Heeft u een rekening naar een klant gestuurd en wordt deze niet op tijd betaald? Dan zult u kosten moeten maken om de klant te dwingen tot betaling. De kosten die voorafgaand aan de gerechtelijke procedure worden gemaakt, heten “buitengerechtelijke kosten”. De rechter kan bepalen dat de partij die in het ongelijk wordt gesteld, de buitengerechtelijke kosten van de andere partij moet vergoeden.
Door de verschillende regelingen over buitengerechtelijke kosten, is een ingewikkeld web van regels ontstaan. Een werkgroep van de rechterlijke macht heeft getracht hier duidelijkheid in te scheppen. Het onderzoek van deze groep heeft geleid tot een nieuw rapport over buitengerechtelijke kosten: het Rapport BGK-Integraal 2013.
Op 1 november 2013 is dit rapport ingevoerd. Hierin wordt een overzicht gegeven van alle regelgeving op het gebied van buitengerechtelijke kosten. Voor elke situatie is een duidelijke uitleg opgenomen. Ook worden in het rapport aanbevelingen gedaan die kunnen dienen als houvast voor de rechter bij het beoordelen van een vordering, wanneer de wet onvoldoende duidelijk is.
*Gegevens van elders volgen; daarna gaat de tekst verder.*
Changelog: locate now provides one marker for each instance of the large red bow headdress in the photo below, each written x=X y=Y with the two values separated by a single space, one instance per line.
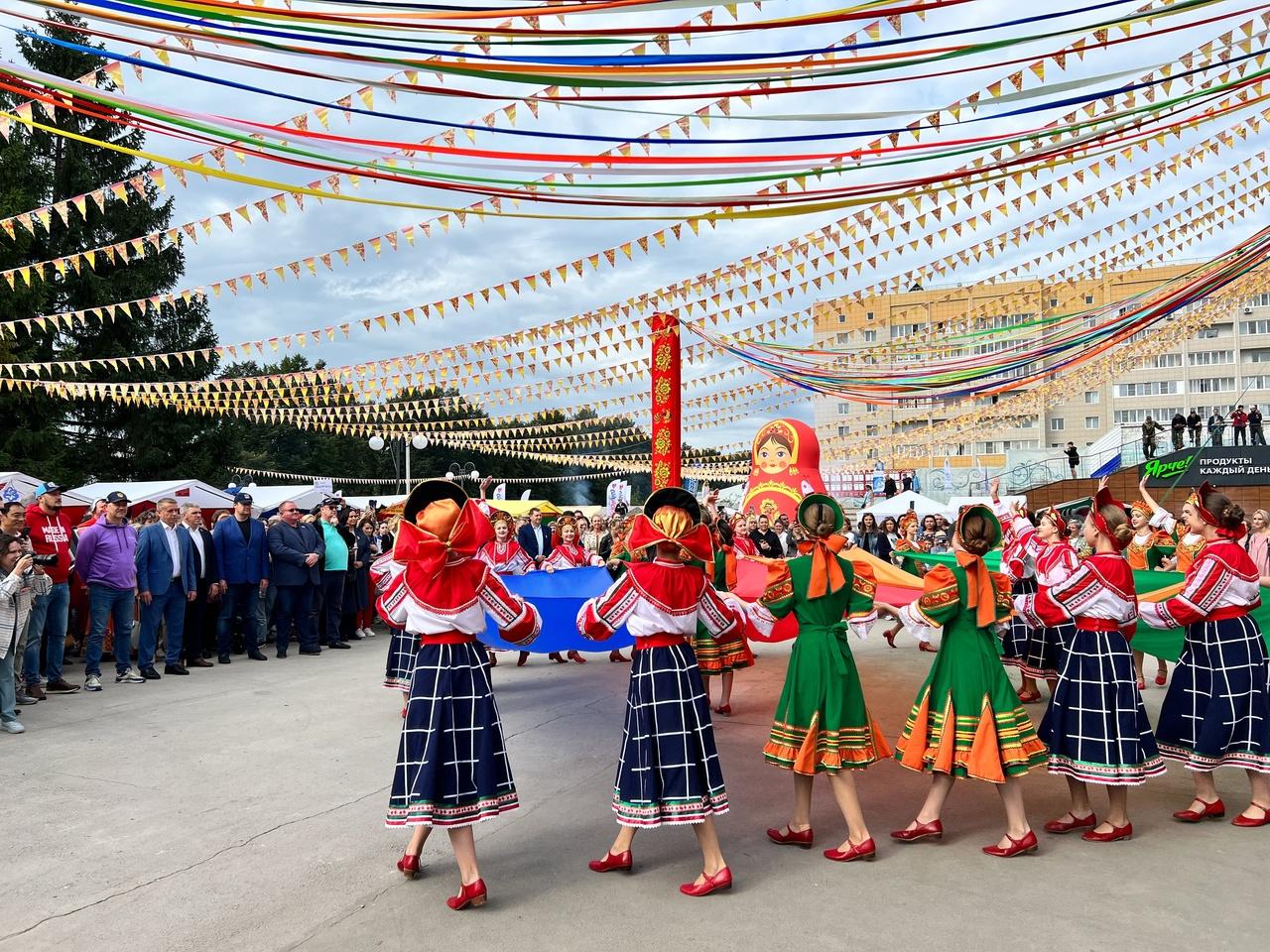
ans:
x=441 y=527
x=1197 y=503
x=676 y=517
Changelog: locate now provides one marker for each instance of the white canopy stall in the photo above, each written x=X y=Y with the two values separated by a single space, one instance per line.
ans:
x=144 y=495
x=18 y=486
x=899 y=504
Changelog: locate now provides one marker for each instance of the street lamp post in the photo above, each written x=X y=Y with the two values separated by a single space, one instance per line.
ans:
x=418 y=440
x=462 y=471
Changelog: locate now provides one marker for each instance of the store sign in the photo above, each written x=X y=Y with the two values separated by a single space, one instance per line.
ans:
x=1222 y=466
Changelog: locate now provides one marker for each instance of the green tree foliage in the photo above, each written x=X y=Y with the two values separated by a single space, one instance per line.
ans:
x=75 y=442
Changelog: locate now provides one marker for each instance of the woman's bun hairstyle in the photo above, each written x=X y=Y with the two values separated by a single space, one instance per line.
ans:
x=820 y=520
x=1229 y=516
x=976 y=535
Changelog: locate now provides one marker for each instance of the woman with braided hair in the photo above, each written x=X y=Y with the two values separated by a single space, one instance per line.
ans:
x=1216 y=711
x=822 y=724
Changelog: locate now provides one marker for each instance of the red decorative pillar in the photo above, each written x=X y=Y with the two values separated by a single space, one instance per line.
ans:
x=666 y=400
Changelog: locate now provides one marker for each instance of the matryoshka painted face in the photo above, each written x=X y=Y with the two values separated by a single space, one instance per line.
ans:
x=774 y=457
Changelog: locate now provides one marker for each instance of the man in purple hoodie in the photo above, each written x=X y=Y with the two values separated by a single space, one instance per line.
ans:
x=107 y=562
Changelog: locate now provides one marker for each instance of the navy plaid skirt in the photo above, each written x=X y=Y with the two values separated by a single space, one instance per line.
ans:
x=1043 y=651
x=1096 y=728
x=670 y=771
x=452 y=767
x=400 y=660
x=1014 y=636
x=1216 y=711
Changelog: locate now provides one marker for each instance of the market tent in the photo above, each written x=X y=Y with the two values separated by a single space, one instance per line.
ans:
x=144 y=495
x=18 y=486
x=899 y=504
x=267 y=499
x=521 y=507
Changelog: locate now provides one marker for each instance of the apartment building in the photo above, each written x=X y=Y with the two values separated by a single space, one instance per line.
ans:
x=1227 y=363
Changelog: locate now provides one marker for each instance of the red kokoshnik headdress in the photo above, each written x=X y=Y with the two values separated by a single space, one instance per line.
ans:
x=440 y=527
x=1101 y=499
x=676 y=518
x=1197 y=503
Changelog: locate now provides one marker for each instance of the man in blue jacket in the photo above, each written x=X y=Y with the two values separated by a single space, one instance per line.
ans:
x=243 y=557
x=167 y=581
x=298 y=552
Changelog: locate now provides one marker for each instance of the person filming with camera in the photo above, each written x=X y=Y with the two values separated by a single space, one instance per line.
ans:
x=22 y=580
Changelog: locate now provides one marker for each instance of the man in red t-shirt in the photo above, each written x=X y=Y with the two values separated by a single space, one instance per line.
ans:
x=50 y=536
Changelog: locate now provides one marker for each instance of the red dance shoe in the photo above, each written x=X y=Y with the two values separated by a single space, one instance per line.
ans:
x=622 y=862
x=1241 y=820
x=1076 y=823
x=792 y=838
x=472 y=895
x=721 y=880
x=409 y=865
x=1110 y=835
x=924 y=830
x=1017 y=847
x=1211 y=811
x=862 y=851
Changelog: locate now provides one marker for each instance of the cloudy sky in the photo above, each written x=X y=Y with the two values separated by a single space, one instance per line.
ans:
x=495 y=250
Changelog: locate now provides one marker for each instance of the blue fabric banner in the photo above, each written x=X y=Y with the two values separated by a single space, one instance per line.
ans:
x=559 y=597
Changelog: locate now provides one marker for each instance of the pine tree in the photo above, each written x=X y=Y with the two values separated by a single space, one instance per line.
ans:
x=73 y=442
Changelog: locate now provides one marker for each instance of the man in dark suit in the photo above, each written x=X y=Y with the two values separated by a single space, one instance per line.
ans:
x=200 y=613
x=535 y=537
x=298 y=553
x=243 y=558
x=166 y=580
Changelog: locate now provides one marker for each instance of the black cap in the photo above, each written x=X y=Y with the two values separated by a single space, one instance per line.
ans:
x=430 y=492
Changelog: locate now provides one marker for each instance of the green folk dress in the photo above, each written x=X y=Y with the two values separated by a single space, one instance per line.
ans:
x=966 y=720
x=822 y=724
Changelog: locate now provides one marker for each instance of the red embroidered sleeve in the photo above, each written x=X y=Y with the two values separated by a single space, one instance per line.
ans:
x=603 y=615
x=724 y=622
x=517 y=620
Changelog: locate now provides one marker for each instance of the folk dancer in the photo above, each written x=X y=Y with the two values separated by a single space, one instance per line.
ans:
x=1055 y=560
x=452 y=769
x=668 y=772
x=1138 y=552
x=503 y=553
x=1096 y=728
x=1216 y=711
x=822 y=724
x=966 y=720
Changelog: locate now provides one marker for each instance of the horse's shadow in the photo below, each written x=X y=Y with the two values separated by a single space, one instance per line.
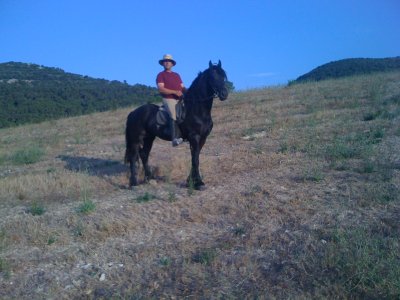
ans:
x=94 y=166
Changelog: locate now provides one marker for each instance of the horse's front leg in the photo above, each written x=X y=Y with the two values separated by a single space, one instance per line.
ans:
x=194 y=178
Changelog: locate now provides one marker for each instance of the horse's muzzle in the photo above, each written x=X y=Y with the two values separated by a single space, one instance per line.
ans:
x=223 y=94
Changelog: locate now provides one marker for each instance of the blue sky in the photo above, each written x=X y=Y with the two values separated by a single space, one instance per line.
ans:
x=260 y=43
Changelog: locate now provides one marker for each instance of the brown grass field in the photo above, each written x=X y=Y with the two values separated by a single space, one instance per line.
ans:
x=302 y=202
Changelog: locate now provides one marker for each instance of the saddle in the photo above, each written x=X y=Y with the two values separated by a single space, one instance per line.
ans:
x=162 y=117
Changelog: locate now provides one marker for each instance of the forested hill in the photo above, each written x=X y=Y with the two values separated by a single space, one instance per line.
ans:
x=349 y=67
x=33 y=93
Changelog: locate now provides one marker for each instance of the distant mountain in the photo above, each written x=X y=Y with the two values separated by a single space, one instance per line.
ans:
x=350 y=67
x=33 y=93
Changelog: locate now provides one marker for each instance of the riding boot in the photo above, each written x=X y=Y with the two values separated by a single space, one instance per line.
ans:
x=176 y=140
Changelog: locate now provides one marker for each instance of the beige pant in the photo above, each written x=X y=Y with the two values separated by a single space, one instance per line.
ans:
x=170 y=104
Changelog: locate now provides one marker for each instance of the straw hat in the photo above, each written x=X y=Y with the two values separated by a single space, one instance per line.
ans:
x=167 y=57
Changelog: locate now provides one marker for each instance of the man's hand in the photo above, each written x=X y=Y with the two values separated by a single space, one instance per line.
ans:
x=179 y=93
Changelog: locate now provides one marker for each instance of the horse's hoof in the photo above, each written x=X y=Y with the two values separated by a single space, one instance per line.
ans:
x=201 y=187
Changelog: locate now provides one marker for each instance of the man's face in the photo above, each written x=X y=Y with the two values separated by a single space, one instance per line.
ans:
x=168 y=65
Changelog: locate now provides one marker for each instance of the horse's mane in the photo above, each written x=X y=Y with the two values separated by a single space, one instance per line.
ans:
x=197 y=81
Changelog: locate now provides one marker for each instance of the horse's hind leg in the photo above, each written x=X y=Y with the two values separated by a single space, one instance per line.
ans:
x=132 y=156
x=144 y=153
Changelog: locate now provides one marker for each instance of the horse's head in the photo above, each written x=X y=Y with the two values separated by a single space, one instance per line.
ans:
x=217 y=80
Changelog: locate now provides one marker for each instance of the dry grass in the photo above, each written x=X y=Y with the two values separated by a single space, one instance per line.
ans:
x=301 y=202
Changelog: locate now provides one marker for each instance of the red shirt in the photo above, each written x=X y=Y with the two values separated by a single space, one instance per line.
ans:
x=172 y=81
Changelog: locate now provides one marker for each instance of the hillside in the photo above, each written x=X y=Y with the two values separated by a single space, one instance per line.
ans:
x=32 y=93
x=301 y=202
x=351 y=67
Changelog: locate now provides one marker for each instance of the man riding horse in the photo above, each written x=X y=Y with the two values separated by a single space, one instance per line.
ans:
x=171 y=88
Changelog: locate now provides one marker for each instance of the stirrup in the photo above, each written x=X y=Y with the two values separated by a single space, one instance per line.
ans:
x=177 y=142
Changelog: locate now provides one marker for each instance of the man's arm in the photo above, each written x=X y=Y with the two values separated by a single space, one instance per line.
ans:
x=166 y=91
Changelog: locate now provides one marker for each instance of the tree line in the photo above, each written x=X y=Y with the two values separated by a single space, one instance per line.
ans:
x=32 y=93
x=350 y=67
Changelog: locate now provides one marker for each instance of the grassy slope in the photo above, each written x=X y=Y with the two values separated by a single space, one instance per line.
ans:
x=302 y=202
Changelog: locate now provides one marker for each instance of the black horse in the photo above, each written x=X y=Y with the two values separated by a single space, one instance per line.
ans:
x=142 y=127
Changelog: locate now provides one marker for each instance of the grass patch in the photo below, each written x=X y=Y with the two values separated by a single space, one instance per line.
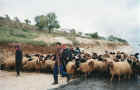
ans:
x=12 y=35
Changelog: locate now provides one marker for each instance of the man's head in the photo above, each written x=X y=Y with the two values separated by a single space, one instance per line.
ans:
x=17 y=47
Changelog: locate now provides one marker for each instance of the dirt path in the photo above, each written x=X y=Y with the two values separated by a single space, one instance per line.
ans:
x=28 y=81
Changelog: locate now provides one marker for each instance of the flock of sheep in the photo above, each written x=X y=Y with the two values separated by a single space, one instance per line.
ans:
x=110 y=63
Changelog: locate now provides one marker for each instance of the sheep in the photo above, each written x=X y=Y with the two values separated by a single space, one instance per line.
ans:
x=120 y=68
x=48 y=65
x=100 y=66
x=86 y=67
x=30 y=65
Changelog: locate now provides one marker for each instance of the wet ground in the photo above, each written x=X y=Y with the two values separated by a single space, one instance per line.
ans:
x=99 y=83
x=42 y=81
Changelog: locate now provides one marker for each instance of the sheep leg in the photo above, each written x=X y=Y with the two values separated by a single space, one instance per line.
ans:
x=129 y=76
x=112 y=76
x=119 y=77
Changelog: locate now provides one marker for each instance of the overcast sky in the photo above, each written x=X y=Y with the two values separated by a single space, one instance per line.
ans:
x=119 y=17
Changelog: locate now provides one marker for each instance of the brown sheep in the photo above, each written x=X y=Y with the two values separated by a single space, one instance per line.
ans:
x=120 y=68
x=70 y=67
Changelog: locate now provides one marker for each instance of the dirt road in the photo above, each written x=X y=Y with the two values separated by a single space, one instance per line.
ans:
x=27 y=81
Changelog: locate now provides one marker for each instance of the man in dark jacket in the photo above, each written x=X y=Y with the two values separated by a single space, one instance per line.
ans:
x=18 y=58
x=58 y=67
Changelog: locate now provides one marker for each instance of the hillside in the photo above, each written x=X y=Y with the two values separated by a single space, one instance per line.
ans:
x=32 y=39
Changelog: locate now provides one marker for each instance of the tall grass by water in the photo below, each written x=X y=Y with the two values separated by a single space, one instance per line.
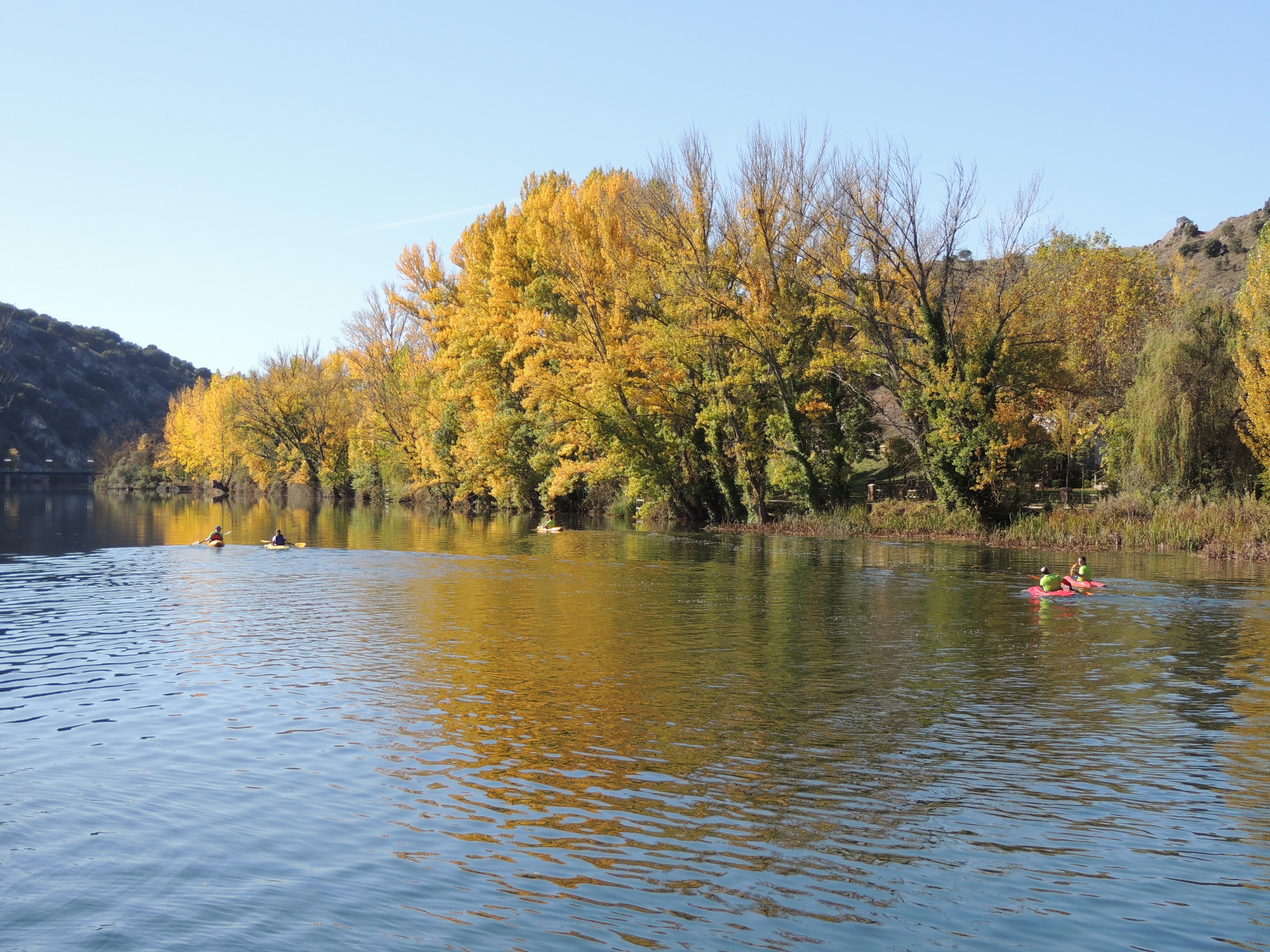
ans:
x=1233 y=527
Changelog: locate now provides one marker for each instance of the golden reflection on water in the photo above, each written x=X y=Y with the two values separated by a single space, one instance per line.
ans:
x=704 y=733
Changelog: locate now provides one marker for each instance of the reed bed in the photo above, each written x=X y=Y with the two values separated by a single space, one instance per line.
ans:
x=1234 y=527
x=892 y=518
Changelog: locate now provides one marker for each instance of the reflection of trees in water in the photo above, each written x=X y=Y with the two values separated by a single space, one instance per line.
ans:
x=757 y=710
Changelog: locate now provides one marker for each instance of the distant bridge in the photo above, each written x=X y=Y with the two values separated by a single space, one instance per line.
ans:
x=13 y=479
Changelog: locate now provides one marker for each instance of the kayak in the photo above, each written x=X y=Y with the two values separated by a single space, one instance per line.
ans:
x=1038 y=592
x=1079 y=584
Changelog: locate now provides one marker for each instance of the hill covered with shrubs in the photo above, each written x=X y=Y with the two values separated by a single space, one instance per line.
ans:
x=69 y=386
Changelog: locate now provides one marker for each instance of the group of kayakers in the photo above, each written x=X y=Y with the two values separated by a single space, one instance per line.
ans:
x=1050 y=582
x=279 y=539
x=1053 y=582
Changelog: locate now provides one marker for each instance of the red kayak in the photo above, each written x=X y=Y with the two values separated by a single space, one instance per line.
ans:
x=1079 y=584
x=1038 y=592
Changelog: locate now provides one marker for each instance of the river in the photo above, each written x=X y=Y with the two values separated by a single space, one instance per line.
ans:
x=434 y=732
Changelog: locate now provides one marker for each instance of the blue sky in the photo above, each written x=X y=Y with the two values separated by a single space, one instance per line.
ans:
x=222 y=180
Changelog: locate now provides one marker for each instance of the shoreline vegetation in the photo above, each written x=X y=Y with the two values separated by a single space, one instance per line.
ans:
x=1233 y=527
x=771 y=347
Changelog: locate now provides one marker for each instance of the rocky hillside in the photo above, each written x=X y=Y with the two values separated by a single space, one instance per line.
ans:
x=1215 y=259
x=68 y=386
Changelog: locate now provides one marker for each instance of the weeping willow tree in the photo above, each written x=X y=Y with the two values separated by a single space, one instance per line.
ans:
x=1178 y=428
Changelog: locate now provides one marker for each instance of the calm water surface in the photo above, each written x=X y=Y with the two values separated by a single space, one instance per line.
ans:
x=437 y=733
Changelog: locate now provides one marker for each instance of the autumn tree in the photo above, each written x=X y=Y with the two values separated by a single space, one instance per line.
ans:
x=201 y=432
x=294 y=416
x=1253 y=352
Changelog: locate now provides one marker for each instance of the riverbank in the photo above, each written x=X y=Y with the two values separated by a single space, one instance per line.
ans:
x=1222 y=529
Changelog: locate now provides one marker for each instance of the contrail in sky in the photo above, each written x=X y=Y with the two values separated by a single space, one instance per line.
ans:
x=427 y=218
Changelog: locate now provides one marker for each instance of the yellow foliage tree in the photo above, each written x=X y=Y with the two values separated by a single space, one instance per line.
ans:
x=201 y=432
x=1253 y=353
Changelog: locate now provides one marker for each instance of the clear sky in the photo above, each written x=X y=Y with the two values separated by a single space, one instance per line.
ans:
x=219 y=180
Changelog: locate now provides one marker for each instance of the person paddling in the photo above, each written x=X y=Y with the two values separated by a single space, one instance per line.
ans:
x=1051 y=582
x=1081 y=572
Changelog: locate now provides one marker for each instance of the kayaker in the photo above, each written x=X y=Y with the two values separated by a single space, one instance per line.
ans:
x=1081 y=572
x=1051 y=582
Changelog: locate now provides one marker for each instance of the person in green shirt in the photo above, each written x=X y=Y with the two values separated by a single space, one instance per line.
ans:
x=1050 y=582
x=1081 y=572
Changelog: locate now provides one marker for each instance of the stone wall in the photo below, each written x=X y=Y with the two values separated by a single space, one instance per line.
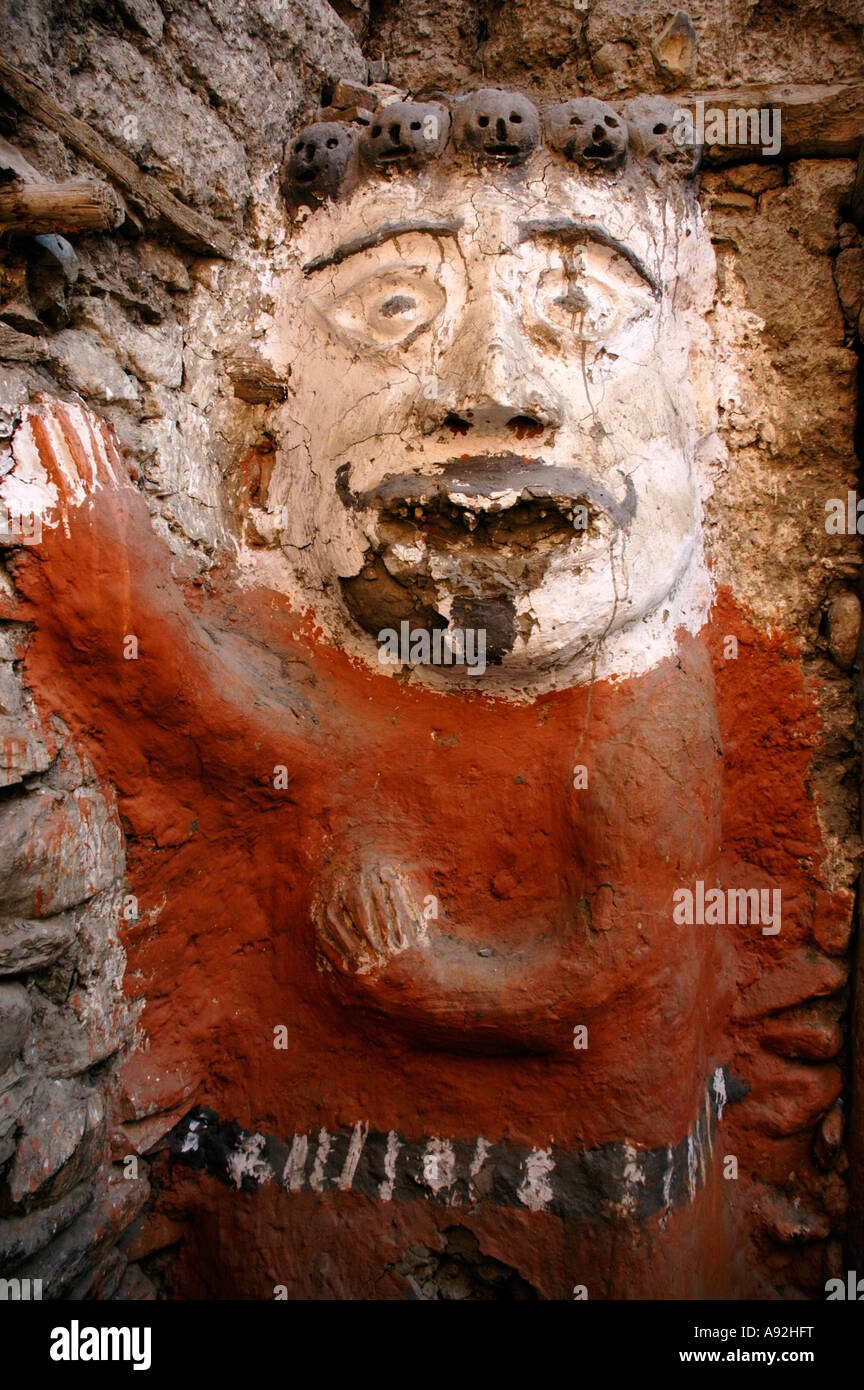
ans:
x=154 y=327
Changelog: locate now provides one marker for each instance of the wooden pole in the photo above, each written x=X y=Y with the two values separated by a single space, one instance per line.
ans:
x=193 y=230
x=81 y=206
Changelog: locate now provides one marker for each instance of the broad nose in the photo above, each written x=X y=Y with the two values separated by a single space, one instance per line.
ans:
x=489 y=374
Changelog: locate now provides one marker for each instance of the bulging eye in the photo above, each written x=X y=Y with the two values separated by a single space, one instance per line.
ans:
x=386 y=310
x=575 y=306
x=589 y=296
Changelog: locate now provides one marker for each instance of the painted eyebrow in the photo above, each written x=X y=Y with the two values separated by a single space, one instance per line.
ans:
x=564 y=230
x=384 y=234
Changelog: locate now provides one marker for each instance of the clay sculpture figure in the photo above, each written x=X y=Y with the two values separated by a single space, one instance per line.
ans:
x=454 y=887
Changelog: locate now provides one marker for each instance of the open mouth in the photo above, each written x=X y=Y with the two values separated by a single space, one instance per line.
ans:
x=397 y=152
x=450 y=523
x=471 y=540
x=496 y=502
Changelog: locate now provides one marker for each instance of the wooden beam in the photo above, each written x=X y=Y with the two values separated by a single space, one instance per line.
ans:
x=193 y=230
x=817 y=120
x=79 y=206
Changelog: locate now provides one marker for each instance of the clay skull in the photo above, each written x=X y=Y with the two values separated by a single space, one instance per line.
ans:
x=321 y=163
x=657 y=132
x=499 y=125
x=588 y=132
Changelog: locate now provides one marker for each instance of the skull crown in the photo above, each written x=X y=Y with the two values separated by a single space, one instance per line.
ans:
x=491 y=127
De belangrijkste aanbeveling in het rapport is dat de schuldeiser die een vordering heeft op een schuldenaar die consument is, na de verplichte wettelijke aanmaning nog eenmaal de schuldenaar moet aanmanen, voordat de rechter de buitengerechtelijke incassokosten kan toewijzen. Deze tweede aanmaning mag ook bestaan uit een duidelijke mededeling die aan de schuldenaar tijdens een overleg wordt gedaan, maar ons advies is om dit altijd schriftelijk vast te leggen, zodat de aanmaning ook bewijsbaar is.
Het rapport is geen wetgeving en ook niet bindend voor rechters, maar de bedoeling is wel dat het uniform door rechters zal worden toegepast, zodat meer rechtszekerheid voor partijen ontstaat. De praktijk zal het uitwijzen!